I’ve been directly impacted by three suicides in my thirty years of living. The first was a cousin I wasn’t close to, she died by suicide several years ago after a breakup with a boyfriend. The second was my ex-manager about 2-3 years ago after an argument with his wife. The last was Chester Bennington a couple months back, and although I’m no friend nor family of his, his death has shaken me and made more aware of my mortality.
This is why I decided to review this book by IVPress. Although it was first published in 2002, it has been revised and expanded and feels very up-to-date and relevant today.
Clarifying some terminology
I learnt several terms which I might clarify here just to make it easier for my readers. A “suicide survivor” usually refers to the person (whether a friend, a spouse, a sibling, a parent, or a child) left behind after a loved one dies by suicide. Also, the author prefers to use the phrase “died by suicide” because it is not a crime one “commits”, nor is it a project one successfully “completes” so the terms “commit suicide”, and “completed suicide” were avoided.
How the book is organised
The author, being a survivor of suicide himself after his father’s death, understands that the immediate period following a suicide can be disorienting and suggests helpfully that one can read the book in any order he/she wishes as some parts may prove more helpful than others. For myself, I read the book sequentially one chapter after the next from the first to the last and found that this was most helpful for me.

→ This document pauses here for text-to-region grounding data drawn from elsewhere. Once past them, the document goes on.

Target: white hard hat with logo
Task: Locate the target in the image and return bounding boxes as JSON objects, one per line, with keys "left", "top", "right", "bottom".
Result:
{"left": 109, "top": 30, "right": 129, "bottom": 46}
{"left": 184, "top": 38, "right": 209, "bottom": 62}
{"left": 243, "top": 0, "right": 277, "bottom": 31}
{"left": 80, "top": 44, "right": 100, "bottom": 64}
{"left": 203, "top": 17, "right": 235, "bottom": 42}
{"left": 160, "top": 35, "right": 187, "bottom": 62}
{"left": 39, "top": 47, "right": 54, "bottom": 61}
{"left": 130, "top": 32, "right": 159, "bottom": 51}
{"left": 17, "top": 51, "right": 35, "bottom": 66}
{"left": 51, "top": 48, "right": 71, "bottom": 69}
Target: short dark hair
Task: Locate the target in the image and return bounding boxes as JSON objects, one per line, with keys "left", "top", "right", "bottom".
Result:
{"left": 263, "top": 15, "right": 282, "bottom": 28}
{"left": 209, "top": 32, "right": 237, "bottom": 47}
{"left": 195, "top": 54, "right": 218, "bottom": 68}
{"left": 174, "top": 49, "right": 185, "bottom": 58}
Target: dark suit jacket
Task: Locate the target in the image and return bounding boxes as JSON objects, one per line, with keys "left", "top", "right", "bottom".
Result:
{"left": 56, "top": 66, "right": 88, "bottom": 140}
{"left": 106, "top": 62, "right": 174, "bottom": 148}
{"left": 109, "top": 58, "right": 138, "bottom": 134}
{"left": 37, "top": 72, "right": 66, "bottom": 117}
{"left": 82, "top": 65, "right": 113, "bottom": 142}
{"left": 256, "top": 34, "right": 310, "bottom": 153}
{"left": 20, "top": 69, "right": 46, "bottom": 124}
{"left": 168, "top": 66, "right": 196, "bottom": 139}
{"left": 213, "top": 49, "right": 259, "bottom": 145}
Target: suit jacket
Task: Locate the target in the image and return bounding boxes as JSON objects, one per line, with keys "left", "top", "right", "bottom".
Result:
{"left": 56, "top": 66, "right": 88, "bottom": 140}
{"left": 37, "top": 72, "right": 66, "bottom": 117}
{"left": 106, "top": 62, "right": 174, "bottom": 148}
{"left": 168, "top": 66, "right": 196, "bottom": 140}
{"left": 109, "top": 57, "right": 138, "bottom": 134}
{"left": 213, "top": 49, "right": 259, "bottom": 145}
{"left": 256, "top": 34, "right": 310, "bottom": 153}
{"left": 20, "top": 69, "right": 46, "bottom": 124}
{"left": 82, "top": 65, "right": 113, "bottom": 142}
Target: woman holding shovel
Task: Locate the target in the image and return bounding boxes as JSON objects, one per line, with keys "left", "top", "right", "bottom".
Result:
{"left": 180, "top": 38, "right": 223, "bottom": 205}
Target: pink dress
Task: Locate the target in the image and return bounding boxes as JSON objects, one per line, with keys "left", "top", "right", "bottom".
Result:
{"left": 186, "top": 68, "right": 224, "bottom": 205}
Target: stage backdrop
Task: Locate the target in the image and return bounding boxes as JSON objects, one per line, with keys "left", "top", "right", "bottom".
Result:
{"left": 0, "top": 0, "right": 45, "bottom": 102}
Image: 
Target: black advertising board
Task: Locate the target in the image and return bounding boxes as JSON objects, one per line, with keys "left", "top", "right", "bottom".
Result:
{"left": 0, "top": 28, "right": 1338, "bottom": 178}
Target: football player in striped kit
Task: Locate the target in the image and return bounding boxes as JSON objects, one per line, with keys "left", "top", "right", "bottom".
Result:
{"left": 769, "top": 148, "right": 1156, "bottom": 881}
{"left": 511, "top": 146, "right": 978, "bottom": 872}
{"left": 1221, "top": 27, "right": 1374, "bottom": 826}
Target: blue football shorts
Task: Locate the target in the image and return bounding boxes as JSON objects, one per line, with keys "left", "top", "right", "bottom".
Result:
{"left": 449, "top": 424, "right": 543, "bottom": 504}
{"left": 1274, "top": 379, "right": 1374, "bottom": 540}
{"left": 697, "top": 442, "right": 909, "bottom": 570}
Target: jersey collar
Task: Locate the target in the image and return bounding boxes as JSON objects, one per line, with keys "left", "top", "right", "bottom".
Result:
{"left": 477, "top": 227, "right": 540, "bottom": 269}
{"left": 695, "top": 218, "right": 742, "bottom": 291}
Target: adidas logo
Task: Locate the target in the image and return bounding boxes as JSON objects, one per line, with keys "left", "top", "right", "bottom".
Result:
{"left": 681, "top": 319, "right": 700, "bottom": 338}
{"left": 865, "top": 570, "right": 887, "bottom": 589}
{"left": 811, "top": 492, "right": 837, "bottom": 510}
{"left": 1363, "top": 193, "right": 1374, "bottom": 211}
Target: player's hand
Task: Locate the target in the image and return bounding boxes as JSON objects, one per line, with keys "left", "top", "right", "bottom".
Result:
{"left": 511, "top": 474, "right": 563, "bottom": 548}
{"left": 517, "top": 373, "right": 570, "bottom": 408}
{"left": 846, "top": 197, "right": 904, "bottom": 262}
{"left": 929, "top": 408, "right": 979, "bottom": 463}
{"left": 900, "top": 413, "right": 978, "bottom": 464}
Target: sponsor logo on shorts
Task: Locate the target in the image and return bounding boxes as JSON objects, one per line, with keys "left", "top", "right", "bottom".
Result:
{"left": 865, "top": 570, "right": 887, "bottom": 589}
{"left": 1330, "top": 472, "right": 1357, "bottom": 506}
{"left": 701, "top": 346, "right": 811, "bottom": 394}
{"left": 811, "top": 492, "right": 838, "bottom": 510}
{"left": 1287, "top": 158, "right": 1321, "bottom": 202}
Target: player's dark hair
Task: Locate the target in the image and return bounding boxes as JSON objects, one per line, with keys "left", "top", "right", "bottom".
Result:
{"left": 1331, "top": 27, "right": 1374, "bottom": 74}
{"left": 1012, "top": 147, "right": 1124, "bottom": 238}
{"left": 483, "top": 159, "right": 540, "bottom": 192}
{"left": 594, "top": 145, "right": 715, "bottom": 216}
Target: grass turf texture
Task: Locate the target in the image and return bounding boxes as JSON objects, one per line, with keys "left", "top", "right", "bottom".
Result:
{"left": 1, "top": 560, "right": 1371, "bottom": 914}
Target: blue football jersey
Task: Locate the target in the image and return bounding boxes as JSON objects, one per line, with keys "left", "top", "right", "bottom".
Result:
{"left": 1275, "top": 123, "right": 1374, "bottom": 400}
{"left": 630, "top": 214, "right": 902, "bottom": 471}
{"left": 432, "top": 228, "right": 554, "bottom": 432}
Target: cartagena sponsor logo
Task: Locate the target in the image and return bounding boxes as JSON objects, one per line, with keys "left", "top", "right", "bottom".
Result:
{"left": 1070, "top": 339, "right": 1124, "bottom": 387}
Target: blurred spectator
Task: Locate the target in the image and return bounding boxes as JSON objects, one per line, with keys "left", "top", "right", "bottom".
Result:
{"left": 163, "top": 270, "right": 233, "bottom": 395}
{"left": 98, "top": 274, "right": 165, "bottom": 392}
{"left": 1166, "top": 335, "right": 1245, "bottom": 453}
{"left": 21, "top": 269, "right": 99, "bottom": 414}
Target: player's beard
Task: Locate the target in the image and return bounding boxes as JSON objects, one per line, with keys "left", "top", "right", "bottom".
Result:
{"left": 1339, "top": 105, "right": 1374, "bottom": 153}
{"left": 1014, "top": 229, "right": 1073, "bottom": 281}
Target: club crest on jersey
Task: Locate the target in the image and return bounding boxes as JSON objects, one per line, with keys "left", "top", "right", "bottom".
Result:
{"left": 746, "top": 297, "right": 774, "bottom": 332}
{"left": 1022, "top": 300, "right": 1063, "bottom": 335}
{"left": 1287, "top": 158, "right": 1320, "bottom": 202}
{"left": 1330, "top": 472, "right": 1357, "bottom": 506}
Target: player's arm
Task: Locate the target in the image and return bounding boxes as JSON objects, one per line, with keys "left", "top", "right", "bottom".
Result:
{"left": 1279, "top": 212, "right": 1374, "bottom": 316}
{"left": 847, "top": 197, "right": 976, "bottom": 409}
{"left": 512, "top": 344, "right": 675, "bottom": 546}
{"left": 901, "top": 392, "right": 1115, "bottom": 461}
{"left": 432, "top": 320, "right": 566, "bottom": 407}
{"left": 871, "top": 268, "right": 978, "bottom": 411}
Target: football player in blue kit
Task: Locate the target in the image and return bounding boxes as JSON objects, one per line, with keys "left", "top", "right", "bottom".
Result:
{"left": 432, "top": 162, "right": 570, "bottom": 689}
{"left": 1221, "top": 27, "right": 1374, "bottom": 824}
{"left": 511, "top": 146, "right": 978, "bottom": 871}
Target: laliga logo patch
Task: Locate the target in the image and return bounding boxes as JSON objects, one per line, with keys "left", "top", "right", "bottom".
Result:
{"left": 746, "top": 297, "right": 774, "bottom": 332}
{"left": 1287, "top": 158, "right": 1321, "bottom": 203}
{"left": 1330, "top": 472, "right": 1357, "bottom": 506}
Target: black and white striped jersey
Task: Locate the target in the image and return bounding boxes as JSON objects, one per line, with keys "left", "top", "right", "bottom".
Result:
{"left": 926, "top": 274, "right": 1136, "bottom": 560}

The book is divided into three parts:
- Part 1: When suicide strikes
- Part 2: The lingering questions
- Part 3: Life after suicide
The first part of the book touches on the various states of mind one might be in right after experiencing the suicide of a friend, colleague or family member. The chapters appropriately titled: “Shock”, “Turmoil”, “Lament”, “Relinquishment”, and “Remembrance” accurately describes how I felt after learning about what happened to my ex-manager. The author also helpfully describes how he experienced life after his father’s death and also references other similar books on the topic.
The second section deals with suicide survivors asking, “Why did this happen?” and also theological questions that pop up, such as whether suicide is the unforgivable sin. Finally, it wraps up with the perennial question of “Where is God when it hurts?”. For Christians, this can be very helpful in providing a framework of how to process the suicide of a loved one. It’s honest and frank and does not beat about the bush with pertinent questions one might have.
In the third and final portion, the author relates to us lessons of suicide, the spirituality of grief, and the also shares about the healing community. He shares about his experience with a support group of suicide survivors which was an incredible source of relief for him because he was around a group of “people who understood the grief of suicide.” He also suggests an online resource for countries or cities without suicide survivor support groups. The Alliance of Hope for Suicide Loss Survivors (http://forum.allianceofhope.org) has a forum that allows people to connect with other survivors.
Even though I’ve experienced three suicides, those that died were not super close to me and I was shielded from the direct impact of their deaths. However, the most recent death of Chester Bennington did wake me up to realise that people do indeed care. The global outpouring of grief after his death made me promise to myself not to do something similar even in difficult times. This book has been very useful in helping me process my grief and I’m sure will also be a good tool for this impacted by suicide.
Disclaimer: I was given a copy of this book in exchange for an honest review.